Bien, la chose n’étonnera personne. Saakachvili fut à bonne, à très bonne école; pur produit de l’école d’influence américaniste, passé par les canaux habituels du système, le monde universitaire, le monde juridique, avec les bourses officielles qui vont bien, il est rompu à l’action de la communication. A cet égard, la Géorgie a effectivement pris le dessus sur la Russie pendant la phase initiale puis la décade qui a suivi le cessez-le-feu. Depuis, les Russes ont tenté de figurer dans cette sorte d’affrontement dont ils négligent en général l’importance, avec un succès certain d’ailleurs.
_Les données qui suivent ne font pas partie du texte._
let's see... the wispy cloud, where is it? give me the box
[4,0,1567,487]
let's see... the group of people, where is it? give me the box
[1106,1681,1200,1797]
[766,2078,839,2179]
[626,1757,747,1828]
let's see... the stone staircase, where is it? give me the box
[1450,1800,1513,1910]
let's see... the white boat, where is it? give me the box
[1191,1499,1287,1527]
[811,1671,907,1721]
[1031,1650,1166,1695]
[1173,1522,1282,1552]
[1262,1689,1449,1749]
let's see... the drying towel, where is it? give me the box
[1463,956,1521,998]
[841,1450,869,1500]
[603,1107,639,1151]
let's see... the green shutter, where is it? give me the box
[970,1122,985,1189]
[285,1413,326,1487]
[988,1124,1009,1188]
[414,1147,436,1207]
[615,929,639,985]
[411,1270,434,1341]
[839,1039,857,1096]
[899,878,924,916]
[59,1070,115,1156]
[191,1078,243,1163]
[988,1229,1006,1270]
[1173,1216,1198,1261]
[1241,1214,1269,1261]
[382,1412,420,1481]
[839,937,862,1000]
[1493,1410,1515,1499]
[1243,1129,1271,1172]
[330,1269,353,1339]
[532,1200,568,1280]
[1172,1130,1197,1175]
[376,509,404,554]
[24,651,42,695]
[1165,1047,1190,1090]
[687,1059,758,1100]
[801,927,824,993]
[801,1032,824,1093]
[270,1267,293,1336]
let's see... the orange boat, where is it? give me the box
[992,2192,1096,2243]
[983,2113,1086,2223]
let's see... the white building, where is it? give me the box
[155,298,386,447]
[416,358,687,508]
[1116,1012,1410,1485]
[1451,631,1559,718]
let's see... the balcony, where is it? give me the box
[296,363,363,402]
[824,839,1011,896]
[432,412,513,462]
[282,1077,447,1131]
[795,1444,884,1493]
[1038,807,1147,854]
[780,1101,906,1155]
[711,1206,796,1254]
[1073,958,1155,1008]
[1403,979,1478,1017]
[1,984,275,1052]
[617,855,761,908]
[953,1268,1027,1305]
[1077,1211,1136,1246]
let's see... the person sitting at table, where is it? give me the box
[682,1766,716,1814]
Quoi qu’il en soit, la puissance de cette sorte d’activité de la part des Géorgiens montre combien cette “guerre” est très particulière dans ses composants. Même si la “guerre médiatique”, ou “guerre de propagande médiatique” (ce n’est pas de la propagande pure qui s'adresse directement aux populations mais de la propagande recyclée dans les médias sous forme d'information “objectivée”) a existé depuis longtemps, si pas depuis toujours dans notre histoire sous une forme ou l’autre, elle a joué un rôle fondamental dans cette occurrence, notamment pour faire passer la perception de la crise, à l’“Ouest”, d’un simple conflit régional à une crise d’affrontement de haut niveau, avec la Russie en accusation. Le revers de cette transformation, à laquelle d’autres facteurs ont contribué, est qu’elle a permis à l’action militaire de la Russie de figurer dans les conditions qu’on voit par ailleurs, c’est-à-dire comme une affirmation de puissance à l’échelle du continent qui grandit le statut de la Russie.

Il n’est pas du tout assuré que la supériorité de Saakachvili dans la “guerre médiatique” se soit finalement concrétisée en un succès; il y a eu des succès tactiques, mais cela aboutit-il à un succès stratégique ? (Grande interrogation figurée dans l’histoire de la guerre par le plan Schlieffen de 1914, venant échouer à la Marne.) Saakachvili a impliqué les Occidentaux, mais nullement avec l’intensité et sous la forme qu’il aurait voulues. D’autre part, en haussant le conflit au niveau “Ouest”-Russie, il a provoqué des effets imprévus qui ne lui sont pas favorables. La “guerre médiatique” est effectivement redoutable de puissance pour qui la lance et la conduit, mais elle n’est pas toujours contrôlable dans ses effets.